I’ve written before about Microsoft’s nostalgia for that era. Each Windows release since then has tried to capture some of that ol’ time OS religion, to steadily diminishing returns. Apple is finally and definitively saying goodbye to all that — and revealing these twentieth-century theatrics for the relic they are. Oh, they’ll make a big deal out of OS X Lion; there will be marketing, commercials, gargantuan enlargements in the windows of Apple retail stores. But there will be no more lines snaking out of those stores, no more giveaway t-shirts and bottles of water handed out to the waiting faithful. Lion is simply a conspicuous stage in an ongoing, iterative process, an inflection point in the otherwise smooth and steady evolution of the Macintosh computing experience. The software itself is a big deal, but acquiring it will not be — in fact, even the time-honored process of installing from physical media seems now a distasteful relic of an earlier age, like handcranking your car to start it.
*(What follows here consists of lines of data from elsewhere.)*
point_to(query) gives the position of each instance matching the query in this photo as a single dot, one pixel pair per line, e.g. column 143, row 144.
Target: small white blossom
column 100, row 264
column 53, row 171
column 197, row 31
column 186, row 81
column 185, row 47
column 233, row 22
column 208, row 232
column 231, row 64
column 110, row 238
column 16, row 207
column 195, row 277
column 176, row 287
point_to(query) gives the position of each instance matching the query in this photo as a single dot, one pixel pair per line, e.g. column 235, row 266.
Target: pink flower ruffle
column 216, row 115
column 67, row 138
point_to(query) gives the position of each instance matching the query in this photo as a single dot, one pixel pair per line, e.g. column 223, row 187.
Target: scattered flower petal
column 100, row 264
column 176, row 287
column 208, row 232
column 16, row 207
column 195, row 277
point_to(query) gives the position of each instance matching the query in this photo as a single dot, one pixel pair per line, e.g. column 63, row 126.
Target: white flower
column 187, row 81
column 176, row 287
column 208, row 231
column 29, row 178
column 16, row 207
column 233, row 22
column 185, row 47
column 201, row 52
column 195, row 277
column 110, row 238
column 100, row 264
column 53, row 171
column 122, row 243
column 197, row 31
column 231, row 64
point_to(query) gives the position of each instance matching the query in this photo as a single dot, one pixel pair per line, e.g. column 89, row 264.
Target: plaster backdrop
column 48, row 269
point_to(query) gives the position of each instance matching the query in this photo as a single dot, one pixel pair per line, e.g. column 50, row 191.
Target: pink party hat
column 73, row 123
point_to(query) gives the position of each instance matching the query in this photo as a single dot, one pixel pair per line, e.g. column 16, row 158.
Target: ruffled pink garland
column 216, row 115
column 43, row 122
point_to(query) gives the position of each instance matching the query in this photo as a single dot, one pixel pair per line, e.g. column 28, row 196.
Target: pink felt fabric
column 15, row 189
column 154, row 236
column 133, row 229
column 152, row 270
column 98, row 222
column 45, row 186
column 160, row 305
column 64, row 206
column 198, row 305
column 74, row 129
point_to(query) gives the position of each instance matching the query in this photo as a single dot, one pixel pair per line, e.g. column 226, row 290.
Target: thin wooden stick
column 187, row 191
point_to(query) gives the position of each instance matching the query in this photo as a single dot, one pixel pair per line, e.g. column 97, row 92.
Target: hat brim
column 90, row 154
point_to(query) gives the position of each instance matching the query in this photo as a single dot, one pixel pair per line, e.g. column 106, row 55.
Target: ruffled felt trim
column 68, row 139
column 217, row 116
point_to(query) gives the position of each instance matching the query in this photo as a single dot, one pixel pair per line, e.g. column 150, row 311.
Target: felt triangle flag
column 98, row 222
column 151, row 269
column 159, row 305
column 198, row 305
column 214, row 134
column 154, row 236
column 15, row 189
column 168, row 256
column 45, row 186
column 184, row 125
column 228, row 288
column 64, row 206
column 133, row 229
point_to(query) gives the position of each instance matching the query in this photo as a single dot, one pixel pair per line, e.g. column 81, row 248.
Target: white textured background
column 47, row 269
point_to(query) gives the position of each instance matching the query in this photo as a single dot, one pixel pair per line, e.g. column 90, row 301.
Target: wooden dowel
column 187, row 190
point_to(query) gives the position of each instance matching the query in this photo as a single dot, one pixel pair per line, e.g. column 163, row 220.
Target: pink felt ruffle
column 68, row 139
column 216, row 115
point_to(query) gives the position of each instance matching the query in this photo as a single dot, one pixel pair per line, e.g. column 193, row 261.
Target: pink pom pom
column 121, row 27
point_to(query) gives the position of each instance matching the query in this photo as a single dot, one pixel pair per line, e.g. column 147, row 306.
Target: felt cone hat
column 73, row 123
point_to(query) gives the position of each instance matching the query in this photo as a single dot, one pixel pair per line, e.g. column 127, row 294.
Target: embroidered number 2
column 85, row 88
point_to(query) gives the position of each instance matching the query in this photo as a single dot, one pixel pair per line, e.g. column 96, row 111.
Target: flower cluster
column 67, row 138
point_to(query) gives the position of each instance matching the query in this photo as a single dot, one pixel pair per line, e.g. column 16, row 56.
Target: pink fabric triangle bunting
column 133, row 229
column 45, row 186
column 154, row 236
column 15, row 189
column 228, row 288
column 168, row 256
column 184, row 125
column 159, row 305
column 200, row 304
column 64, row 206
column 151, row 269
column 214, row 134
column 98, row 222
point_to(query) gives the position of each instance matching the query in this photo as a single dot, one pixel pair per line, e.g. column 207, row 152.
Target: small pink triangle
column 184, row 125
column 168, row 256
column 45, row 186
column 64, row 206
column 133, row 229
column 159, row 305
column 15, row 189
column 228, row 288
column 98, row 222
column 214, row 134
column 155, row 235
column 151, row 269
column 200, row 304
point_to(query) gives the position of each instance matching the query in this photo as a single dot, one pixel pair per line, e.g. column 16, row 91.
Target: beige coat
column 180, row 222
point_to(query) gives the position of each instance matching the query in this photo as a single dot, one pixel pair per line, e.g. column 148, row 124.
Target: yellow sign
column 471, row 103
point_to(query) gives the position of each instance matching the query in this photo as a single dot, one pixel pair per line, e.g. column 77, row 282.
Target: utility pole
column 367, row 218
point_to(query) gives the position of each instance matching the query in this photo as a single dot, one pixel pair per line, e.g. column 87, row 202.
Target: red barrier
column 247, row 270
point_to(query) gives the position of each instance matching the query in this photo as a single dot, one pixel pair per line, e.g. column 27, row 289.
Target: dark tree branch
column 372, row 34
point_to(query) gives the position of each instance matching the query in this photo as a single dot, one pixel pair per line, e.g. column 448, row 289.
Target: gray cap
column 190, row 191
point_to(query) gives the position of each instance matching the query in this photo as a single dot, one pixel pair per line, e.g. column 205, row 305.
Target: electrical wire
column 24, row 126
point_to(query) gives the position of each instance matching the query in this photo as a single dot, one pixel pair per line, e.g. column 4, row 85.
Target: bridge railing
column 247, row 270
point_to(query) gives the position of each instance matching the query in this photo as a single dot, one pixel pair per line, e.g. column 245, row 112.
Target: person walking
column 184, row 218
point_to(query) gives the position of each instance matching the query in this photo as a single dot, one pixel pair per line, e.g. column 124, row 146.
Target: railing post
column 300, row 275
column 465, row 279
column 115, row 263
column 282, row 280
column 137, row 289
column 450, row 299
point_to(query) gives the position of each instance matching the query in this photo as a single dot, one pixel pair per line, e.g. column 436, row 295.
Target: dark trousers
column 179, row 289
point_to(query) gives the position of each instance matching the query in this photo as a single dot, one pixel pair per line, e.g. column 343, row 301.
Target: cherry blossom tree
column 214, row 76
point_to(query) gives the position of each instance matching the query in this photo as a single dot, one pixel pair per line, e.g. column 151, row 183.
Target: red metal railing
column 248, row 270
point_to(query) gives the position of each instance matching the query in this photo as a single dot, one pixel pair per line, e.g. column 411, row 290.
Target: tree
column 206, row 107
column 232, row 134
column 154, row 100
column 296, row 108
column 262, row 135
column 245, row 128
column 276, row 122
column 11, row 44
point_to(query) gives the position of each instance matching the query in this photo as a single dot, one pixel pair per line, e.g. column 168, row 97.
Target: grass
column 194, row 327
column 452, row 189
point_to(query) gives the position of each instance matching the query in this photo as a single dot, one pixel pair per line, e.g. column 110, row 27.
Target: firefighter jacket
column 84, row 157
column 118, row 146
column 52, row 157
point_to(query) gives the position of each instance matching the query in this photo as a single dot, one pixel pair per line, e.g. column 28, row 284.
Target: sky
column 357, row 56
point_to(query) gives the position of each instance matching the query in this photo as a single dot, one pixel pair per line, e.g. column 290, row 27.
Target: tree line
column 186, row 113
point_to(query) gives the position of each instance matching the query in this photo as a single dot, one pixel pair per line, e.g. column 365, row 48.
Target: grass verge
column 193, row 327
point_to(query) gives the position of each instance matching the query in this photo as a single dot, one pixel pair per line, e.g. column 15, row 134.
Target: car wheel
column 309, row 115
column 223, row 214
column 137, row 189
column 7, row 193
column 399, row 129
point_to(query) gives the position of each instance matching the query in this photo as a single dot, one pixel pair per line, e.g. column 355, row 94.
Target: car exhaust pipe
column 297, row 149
So what does this mean for the future of the Mac OS? I don’t mean to be one of those discontented types always looking ahead to the next upgrade. I frankly can’t imagine how the operating system will evolve from here. But I do wonder about OS X’s future as both technology and product. When Mac OS X came out ten tumultuous years ago, Apple touted it as the platform that would grow with the Mac for the next decade or more. That decade is up. Could Mac OS X become obsolete? Short of a revolution in computing that obviated the microchip itself, I’m hard pressed to imagine a scenario in which OS X is not the foundation for every platform Apple ships. I’m no developer, but I think the technological underpinnings are sufficiently abstracted that even a kernel rewrite could be brought off relatively smoothly.

So assume that OS X will be with us, in form if not precisely in name, for the foreseeable future. What of Mac OS X the product? When Windows ruled the computing landscape, operating system upgrades were infrequent, ponderous events, accompanied with massive fanfare, scores of helpful books and magazine articles — an entire ecosystem of media and symbiotic technology. Apple changed that model by releasing OS X upgrades, for a time, every year. Eventually Microsoft got the message: you can’t spend seven years fiddling with your software anymore. Now that Apple has ended the era of the retail software release, what else might it dispense with? Does Mac OS X even need milestone updates? I feel quite certain that Steve Jobs finds it distasteful to even bother his users with something so esoteric as software upgrades. Why should you have to know, or care about, the version of the system software you are running? With an electronic app store, it is a simple matter to tag a potential purchase: “The application you have chosen will not run on your computer as it is presently configured. Click here to upgrade your system software and return to this purchase.”

Apple’s WWDC keynote represented a bold step into a new era of computing: one more decoupled, constantly in flux, yet potentially more liberating than anything we’ve yet seen. It’s impossible to say yet what it all means. But the rules have changed, and the future will become ever trickier to predict.

Not that it will stop any of us from trying.